You can see that accessibility standards aren’t yet being applied and portals aren’t optimised for mobile, which results in performance drops. Navigation feels heavier than it needs to be. Search often works, but only if you already know what to ask and how the airline expects you to ask it.

These are not exciting topics, but they shape everything that comes after. If a portal is slow, confusing, or inaccessible, no amount of intelligence layered on top will fix the experience.

At Branchspace, we see this repeatedly. Airlines want to move faster, personalise more, experiment. But the UX foundation is not always ready to support that ambition.

Where portals lose traveller trust

The biggest UX issues are rarely dramatic, they are subtle and cumulative:

  • A vague error message that offers no next step
  • A long paragraph that hides the one thing the traveller needs to know
  • Three different words for the same concept depending on where you are in the journey
  • A mobile page that technically works but feels endless

In isolation these are small instances, but they compound to create friction for a user. And friction erodes confidence.

Travellers begin to hesitate, scan more carefully, and spend extra effort just trying to stay oriented. They stop trusting that the portal will help them when things go wrong. Good UX goes beyond delight, it is about reassurance.

Decision-making is the real job of UX

Every airline portal is a decision-making environment:

  1. Choose a flight
  1. Choose a fare
  1. Choose a seat
  1. Decide whether to rebook or wait

The role of UX is not to present all options equally. It is to reduce the mental work required to choose well.
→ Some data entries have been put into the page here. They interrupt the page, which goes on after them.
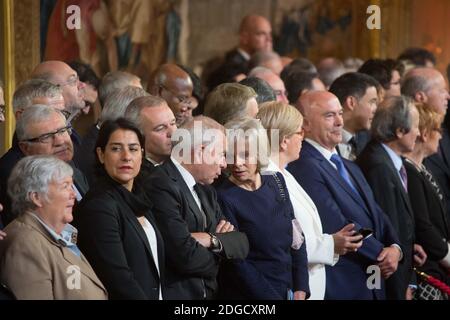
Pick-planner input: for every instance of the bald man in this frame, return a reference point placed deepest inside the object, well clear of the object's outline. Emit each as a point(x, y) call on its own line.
point(58, 72)
point(342, 195)
point(174, 85)
point(255, 34)
point(427, 85)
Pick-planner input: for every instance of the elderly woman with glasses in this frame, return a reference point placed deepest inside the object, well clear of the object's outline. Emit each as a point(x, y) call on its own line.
point(39, 258)
point(117, 228)
point(2, 103)
point(322, 249)
point(427, 199)
point(259, 205)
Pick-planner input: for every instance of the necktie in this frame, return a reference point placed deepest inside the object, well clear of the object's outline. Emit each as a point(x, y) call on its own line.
point(404, 177)
point(336, 159)
point(202, 199)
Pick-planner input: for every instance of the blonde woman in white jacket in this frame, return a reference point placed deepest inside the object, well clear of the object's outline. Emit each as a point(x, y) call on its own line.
point(284, 122)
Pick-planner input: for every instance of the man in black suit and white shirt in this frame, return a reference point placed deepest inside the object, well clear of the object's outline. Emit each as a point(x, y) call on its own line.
point(195, 233)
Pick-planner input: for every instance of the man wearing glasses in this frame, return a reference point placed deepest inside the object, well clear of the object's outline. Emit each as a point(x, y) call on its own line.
point(175, 86)
point(42, 130)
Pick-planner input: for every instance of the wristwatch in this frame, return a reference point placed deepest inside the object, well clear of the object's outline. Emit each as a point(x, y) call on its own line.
point(215, 243)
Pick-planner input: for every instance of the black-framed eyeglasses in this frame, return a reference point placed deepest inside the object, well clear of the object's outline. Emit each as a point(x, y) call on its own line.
point(48, 137)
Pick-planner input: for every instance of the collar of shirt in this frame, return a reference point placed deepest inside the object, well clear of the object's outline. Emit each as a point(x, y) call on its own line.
point(187, 176)
point(325, 152)
point(396, 159)
point(244, 54)
point(68, 235)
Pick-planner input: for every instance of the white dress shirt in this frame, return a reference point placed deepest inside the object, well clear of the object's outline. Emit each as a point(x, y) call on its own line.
point(319, 245)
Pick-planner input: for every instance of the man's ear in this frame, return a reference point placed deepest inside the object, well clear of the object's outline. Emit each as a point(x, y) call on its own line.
point(100, 155)
point(350, 103)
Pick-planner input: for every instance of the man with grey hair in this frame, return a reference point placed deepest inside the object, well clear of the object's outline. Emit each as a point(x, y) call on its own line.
point(157, 122)
point(114, 108)
point(267, 59)
point(116, 80)
point(395, 129)
point(195, 233)
point(43, 130)
point(28, 94)
point(428, 86)
point(174, 85)
point(273, 80)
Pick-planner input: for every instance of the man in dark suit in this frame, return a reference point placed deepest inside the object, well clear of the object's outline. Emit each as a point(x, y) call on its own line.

That is where simple principles matter more than flashy ideas: clear visual hierarchy, familiar patterns, plain language, and progressive disclosure.
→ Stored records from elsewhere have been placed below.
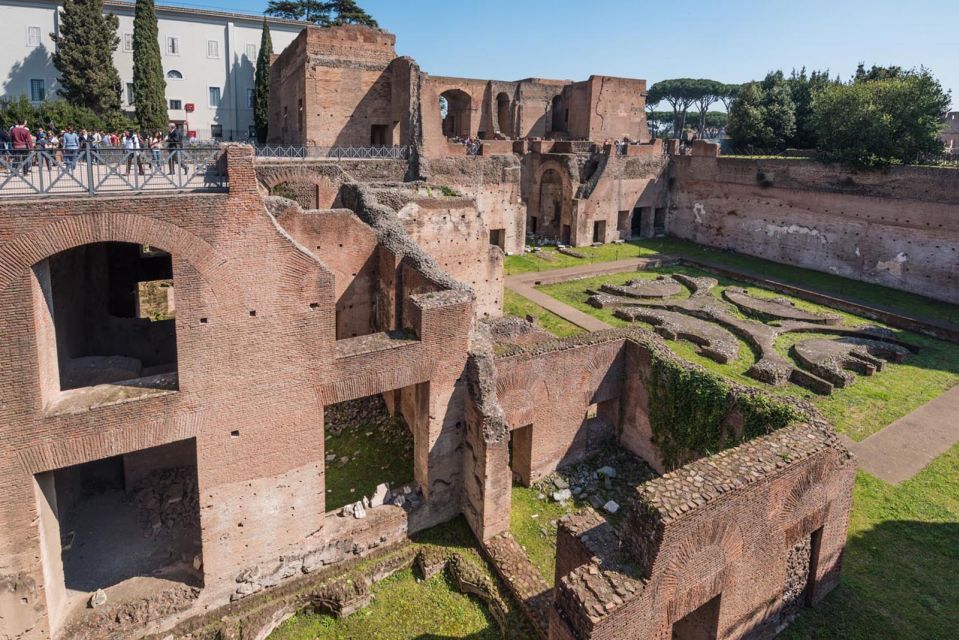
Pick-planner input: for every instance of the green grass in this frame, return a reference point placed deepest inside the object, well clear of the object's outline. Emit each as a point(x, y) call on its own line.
point(533, 524)
point(516, 305)
point(384, 456)
point(862, 292)
point(859, 410)
point(901, 563)
point(402, 608)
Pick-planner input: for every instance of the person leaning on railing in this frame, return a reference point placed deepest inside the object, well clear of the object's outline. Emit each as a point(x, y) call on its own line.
point(174, 143)
point(22, 143)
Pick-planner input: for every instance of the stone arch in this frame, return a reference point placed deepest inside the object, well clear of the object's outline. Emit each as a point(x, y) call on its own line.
point(322, 190)
point(713, 544)
point(504, 115)
point(458, 120)
point(19, 255)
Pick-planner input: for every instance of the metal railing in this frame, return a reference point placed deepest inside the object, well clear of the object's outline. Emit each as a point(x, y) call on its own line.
point(340, 153)
point(39, 172)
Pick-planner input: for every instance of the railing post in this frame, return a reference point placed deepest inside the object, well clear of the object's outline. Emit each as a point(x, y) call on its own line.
point(91, 188)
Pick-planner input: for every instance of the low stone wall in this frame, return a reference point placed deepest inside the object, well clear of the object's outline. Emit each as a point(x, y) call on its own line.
point(897, 227)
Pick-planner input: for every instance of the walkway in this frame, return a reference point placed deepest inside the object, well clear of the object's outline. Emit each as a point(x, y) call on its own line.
point(524, 284)
point(904, 448)
point(896, 453)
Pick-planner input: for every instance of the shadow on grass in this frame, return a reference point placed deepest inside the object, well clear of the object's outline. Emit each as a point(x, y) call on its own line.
point(899, 581)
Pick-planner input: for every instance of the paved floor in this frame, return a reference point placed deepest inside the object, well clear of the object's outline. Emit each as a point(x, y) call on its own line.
point(524, 284)
point(905, 447)
point(896, 453)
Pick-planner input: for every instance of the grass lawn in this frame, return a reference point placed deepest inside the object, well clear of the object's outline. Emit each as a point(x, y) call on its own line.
point(516, 305)
point(859, 410)
point(533, 524)
point(865, 293)
point(402, 608)
point(385, 455)
point(901, 563)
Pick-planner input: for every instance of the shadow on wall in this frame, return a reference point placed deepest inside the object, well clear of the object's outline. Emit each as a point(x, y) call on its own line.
point(233, 100)
point(38, 64)
point(898, 581)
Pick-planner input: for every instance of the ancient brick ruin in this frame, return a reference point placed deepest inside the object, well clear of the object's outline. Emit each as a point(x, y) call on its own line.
point(184, 455)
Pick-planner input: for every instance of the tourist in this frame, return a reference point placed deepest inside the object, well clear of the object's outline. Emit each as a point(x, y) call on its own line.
point(22, 143)
point(131, 148)
point(174, 143)
point(71, 146)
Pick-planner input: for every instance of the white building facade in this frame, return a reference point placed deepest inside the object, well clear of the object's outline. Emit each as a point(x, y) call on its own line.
point(208, 59)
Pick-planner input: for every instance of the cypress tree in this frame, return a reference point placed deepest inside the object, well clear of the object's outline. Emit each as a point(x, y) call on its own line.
point(149, 85)
point(261, 86)
point(84, 56)
point(348, 12)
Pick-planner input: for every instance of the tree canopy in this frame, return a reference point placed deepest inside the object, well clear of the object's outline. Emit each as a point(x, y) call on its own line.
point(763, 116)
point(261, 86)
point(84, 56)
point(320, 12)
point(149, 84)
point(880, 119)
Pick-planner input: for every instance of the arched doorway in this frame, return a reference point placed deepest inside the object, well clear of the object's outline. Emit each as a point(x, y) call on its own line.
point(504, 120)
point(456, 110)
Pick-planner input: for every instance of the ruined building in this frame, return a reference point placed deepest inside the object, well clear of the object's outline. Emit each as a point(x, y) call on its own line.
point(184, 449)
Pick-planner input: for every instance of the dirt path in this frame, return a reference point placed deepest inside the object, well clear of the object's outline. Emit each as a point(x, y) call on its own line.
point(905, 447)
point(896, 453)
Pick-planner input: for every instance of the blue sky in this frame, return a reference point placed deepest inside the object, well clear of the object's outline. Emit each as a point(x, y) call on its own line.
point(729, 40)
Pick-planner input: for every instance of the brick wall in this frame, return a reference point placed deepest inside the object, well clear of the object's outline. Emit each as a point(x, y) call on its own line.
point(894, 227)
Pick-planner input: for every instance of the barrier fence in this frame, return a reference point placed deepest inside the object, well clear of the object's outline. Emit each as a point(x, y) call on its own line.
point(110, 170)
point(340, 153)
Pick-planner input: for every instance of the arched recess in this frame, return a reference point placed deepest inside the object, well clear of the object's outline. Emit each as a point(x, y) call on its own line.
point(19, 255)
point(456, 111)
point(504, 115)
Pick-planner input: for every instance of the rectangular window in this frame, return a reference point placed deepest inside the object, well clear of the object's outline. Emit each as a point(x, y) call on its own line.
point(38, 90)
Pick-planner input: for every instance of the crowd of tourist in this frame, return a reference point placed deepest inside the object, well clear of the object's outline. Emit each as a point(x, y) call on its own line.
point(49, 147)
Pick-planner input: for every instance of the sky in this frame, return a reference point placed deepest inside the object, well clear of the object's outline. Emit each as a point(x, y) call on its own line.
point(731, 41)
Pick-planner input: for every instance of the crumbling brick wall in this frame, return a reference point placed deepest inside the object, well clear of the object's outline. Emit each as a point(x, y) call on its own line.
point(895, 227)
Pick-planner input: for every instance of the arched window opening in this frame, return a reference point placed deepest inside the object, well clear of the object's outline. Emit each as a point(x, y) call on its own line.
point(456, 110)
point(106, 315)
point(504, 118)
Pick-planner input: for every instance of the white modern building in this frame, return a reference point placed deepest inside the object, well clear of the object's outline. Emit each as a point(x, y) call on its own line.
point(208, 59)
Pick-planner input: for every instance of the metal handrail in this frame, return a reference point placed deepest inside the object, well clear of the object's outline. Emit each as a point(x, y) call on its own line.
point(93, 170)
point(395, 152)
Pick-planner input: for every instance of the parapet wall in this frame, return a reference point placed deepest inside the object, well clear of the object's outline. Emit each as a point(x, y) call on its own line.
point(897, 227)
point(732, 545)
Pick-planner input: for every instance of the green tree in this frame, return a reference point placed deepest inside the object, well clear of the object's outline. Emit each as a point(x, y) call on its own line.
point(313, 11)
point(880, 119)
point(680, 93)
point(803, 88)
point(84, 55)
point(763, 116)
point(348, 12)
point(149, 85)
point(708, 92)
point(261, 86)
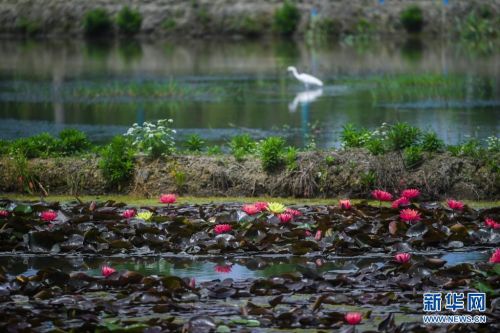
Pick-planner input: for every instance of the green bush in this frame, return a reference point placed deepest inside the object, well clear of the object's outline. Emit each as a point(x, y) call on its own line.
point(97, 22)
point(117, 162)
point(271, 153)
point(412, 19)
point(129, 21)
point(73, 141)
point(413, 156)
point(431, 142)
point(194, 143)
point(402, 135)
point(286, 19)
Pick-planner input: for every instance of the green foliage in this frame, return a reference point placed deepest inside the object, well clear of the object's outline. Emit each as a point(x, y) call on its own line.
point(194, 143)
point(402, 135)
point(290, 157)
point(129, 21)
point(117, 161)
point(412, 156)
point(431, 142)
point(97, 22)
point(153, 140)
point(73, 141)
point(352, 137)
point(286, 19)
point(412, 19)
point(271, 153)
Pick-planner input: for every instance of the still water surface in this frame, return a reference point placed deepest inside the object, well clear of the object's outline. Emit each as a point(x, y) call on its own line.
point(220, 89)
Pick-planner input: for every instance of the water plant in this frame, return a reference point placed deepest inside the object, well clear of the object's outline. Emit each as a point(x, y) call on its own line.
point(97, 22)
point(129, 21)
point(286, 18)
point(153, 140)
point(117, 162)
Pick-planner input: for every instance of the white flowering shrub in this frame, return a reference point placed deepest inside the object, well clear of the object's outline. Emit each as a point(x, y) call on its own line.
point(154, 140)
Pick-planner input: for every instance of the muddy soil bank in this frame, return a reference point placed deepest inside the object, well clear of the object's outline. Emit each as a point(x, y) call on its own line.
point(232, 17)
point(352, 173)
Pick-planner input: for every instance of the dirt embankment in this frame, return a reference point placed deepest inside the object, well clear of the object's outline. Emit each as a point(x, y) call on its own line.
point(234, 17)
point(345, 173)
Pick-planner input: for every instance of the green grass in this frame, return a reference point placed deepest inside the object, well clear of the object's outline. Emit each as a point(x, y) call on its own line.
point(142, 201)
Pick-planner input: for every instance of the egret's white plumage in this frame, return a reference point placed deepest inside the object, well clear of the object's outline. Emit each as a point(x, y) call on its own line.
point(305, 78)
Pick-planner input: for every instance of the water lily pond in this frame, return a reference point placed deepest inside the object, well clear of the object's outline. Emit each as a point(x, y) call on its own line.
point(221, 89)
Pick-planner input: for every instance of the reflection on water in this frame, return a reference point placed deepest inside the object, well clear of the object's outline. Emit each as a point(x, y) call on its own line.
point(228, 87)
point(213, 268)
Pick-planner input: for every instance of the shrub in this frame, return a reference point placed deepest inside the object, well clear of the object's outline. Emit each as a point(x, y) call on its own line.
point(271, 153)
point(153, 140)
point(402, 135)
point(117, 161)
point(73, 141)
point(412, 19)
point(194, 143)
point(412, 156)
point(431, 142)
point(286, 19)
point(97, 22)
point(129, 21)
point(354, 138)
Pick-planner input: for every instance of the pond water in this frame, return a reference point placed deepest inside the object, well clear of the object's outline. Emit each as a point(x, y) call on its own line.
point(207, 269)
point(220, 89)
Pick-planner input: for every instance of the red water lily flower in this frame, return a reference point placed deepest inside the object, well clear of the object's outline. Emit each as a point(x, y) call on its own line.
point(345, 204)
point(293, 212)
point(222, 228)
point(48, 215)
point(353, 318)
point(285, 217)
point(129, 213)
point(251, 209)
point(455, 204)
point(403, 201)
point(402, 258)
point(489, 223)
point(495, 257)
point(107, 271)
point(223, 268)
point(410, 215)
point(168, 198)
point(262, 206)
point(381, 195)
point(410, 193)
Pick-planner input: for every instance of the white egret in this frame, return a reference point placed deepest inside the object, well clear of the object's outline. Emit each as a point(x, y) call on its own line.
point(305, 78)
When these are done properly, travellers stop analysing the interface and start moving confidently through it.

This is also where intent-led thinking becomes powerful. When portals are designed around tasks rather than pages, complexity begins to fall away naturally.

What changes when you design for intent

airline web portal checklist items

When you stop designing for navigation and start designing for intent, the portal behaves differently:

  • Shift the focus to intent and the portal begins to respond in new ways
  • Search leads the experience rather than sitting in the background
  • Logged-in travellers with an upcoming trip see what they can do next, instead of being asked to explore

This is the direction we have been taking with platforms like Triplake by allowing the portal to respond to context, trip stage, loyalty status and behaviour.

Where AI actually helps and where it should stay quiet

AI has a role in airline UX, but it works best when it stays in the background rather than taking centre stage. The strongest AI-driven experiences are often the ones you barely notice, because the interface feels simpler and the path forward feels clearer.

That might mean routing a traveller straight to the right outcome based on a natural language query, or surfacing the most relevant rebooking option when a disruption occurs. In other moments, it is about removing repetition altogether, using known preferences to spare travellers from making the same choices again and again.

At its best, AI offers clarity, supports decisions without trying to make them on the traveller’s behalf. People still want to feel in control of their journey, they just do not want to work so hard to get there.

The portal is becoming a living interface

The most interesting shift we are seeing has very little to do with technology and everything to do with behaviour. Airline portals are gradually moving away from being static websites and towards adaptive interfaces that respond to where a traveller is in their journey.

Before the trip, the portal helps you prepare. On the day of travel, it shifts into a supportive role, surfacing the information that matters most in the moment. Afterwards, it follows up, closing the loop rather than simply ending the experience.

Making this work demands modular design systems, flexible platforms, and teams that think beyond individual pages and flows. It is not an easy change, but it is both achievable and increasingly necessary.